When Complexd’s Chief Sub-Editor, Darcel de Vlugt revealed she was awarded the opportunity to showcase her designs during London Fashion Week. We let out a simultaneous sigh of relief – fi·nal·ly!
When we graduated from London College of Fashion during the summer of 2008, the emerging recession threatened our introduction into the creative industry as emerging talent. If we wanted recognition, we knew we had to invest in ourselves, thus making the decision to dig into our shallow pockets and travel to the premier showcase of Island of the World Fashion Week in Bahamas.
It allowed Darcel to debut her collection and launch her label Van der Vlugt and gave me an introduction into the world of freelance journalism. In a discussion in our hotel room – the night before our coming-of-industry-age, we stopped calling ourselves graduates and decided to start introducing ourselves as working professionals.
Then in 2009 came Darcel’s Next Generation Designer Award on the same platform she debuted and the launch of Complexd Magazine in 2010. Fast forward to 2013, we both got to step back on the same soil we met to introduce her collection to a British crowd at Trinidad & Tobago International Fashion Showcase.

The event that reunited us was titled Waves: Re-Think, facilitated by the Fashion Association of Trinidad and Tobago (FATT) and primarily sponsored by University of Trinidad & Tobago (UTT). The invitation alone brought back floods of memories featuring a black leather corset with a gathered stitch bust, one of my first made-to-measure Van der Vlugt designs.

In a salon style reception, carefully selected pieces by emerging designers Lisa See Tai, Mark Eastman and Darcel, sashayed through the audience that lined the banquet room of the Trinidad and Tobago High Commission.
What was even sweeter about the experience was the collective gasp as Darcel’s show stopping three-tiered dress sat perfectly on the body of Trinidadian model Michelene Auguste. When Michelene was introduced to us in the Bahamas, she was a shy, young, blossoming talent who has now been snapped up quickly by international modelling agencies in New York, London and Paris.
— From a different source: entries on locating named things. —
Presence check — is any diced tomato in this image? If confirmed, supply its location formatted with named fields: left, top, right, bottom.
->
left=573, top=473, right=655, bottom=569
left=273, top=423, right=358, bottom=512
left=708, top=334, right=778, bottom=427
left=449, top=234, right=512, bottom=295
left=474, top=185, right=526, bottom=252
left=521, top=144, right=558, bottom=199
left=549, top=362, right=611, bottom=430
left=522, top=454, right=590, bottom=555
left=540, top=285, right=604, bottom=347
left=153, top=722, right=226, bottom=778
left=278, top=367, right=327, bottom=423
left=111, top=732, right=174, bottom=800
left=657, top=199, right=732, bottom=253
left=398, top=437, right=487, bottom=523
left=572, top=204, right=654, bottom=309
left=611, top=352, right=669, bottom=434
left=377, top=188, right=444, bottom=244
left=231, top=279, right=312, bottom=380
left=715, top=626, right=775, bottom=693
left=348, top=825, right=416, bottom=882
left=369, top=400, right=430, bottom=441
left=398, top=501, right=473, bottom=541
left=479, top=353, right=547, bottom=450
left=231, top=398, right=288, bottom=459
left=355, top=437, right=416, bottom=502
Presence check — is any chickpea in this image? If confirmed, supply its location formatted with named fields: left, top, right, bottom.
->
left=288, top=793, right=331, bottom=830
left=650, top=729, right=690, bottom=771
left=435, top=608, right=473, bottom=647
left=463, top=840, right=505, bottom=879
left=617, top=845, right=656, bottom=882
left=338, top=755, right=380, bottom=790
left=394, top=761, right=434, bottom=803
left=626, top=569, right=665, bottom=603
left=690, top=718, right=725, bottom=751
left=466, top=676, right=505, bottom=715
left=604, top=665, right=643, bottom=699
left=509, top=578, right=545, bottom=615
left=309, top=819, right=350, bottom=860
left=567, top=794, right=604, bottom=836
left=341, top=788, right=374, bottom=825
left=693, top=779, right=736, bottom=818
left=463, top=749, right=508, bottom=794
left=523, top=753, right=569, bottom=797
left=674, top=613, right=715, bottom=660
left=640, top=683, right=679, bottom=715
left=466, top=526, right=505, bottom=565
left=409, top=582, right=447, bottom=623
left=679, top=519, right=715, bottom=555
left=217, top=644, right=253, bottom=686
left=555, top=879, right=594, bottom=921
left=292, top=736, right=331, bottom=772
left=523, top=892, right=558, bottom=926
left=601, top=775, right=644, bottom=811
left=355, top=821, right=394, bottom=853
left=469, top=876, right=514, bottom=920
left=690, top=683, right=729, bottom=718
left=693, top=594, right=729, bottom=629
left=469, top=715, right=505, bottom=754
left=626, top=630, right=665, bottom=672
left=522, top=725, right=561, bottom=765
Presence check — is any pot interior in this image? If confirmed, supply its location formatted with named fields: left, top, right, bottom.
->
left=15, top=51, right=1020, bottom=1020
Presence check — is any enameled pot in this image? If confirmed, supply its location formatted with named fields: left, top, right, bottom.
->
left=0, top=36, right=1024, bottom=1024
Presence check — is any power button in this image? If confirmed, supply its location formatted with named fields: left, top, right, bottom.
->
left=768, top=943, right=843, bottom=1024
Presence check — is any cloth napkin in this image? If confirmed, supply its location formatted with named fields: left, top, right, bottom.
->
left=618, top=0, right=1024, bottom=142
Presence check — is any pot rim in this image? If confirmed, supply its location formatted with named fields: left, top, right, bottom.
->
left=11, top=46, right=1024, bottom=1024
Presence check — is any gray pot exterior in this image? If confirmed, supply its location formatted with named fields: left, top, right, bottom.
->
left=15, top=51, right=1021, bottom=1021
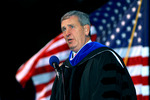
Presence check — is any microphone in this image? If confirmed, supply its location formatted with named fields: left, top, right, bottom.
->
left=49, top=56, right=60, bottom=78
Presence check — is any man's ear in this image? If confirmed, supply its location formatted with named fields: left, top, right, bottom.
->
left=84, top=25, right=90, bottom=36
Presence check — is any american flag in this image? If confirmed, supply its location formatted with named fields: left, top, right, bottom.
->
left=16, top=0, right=149, bottom=100
left=90, top=0, right=149, bottom=100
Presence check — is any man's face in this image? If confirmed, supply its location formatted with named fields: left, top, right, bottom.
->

The moral of the story – it feels greater to be apart of someone’s journey as well as them being apart of yours.
Ashleigh Johnson-Palmer reviews the collections

We stole a moment away from the hustle and bustle of the London Fashion Week schedule to experience emerging talents from around the world at the International Fashion Showcase. First stop was Waves: Re-think hosted by twin islands Trinidad and Tobago, showcasing the works of three innovative designers, Darcel de Vlugt, Lisa See Tai and Mark Eastman.

With her sensual, structurally sound, opulent pieces Darcel de Vlugt is most definitely one to watch – to sum up her designs in three words – luxury, elegance and glamour.


Lisa See Tai winner of the University of Trinidad & Tobago’s Designers Critique Award combined the vibrancy of traditional African prints with fresh, cool Caribbean chic. I could envision young women in London rocking her designs this summer so when I asked what her plans for future were she gushed enthusiastically, ‘This has been a fantastic experience, I never thought I’d be showing in London so soon, but you have to dream big and you get there eventually. I am already thinking about my next collection, that’s the thing about creative minds, they never stop ticking. I can’t wait to go fabric shopping around London tomorrow’.

Mark Eastman’s classic cuts, with peep-show midriffs and bold beaded jewellery turned classically tailored pieces of the past, to the present. I was also drawn to Mark’s personal sense of style which seemed to draw inspiration from vintage Caribbean imagery of smartly dressed West-Indian men. Mark definitely appeared to be drawn to old school style reinvented for modern women.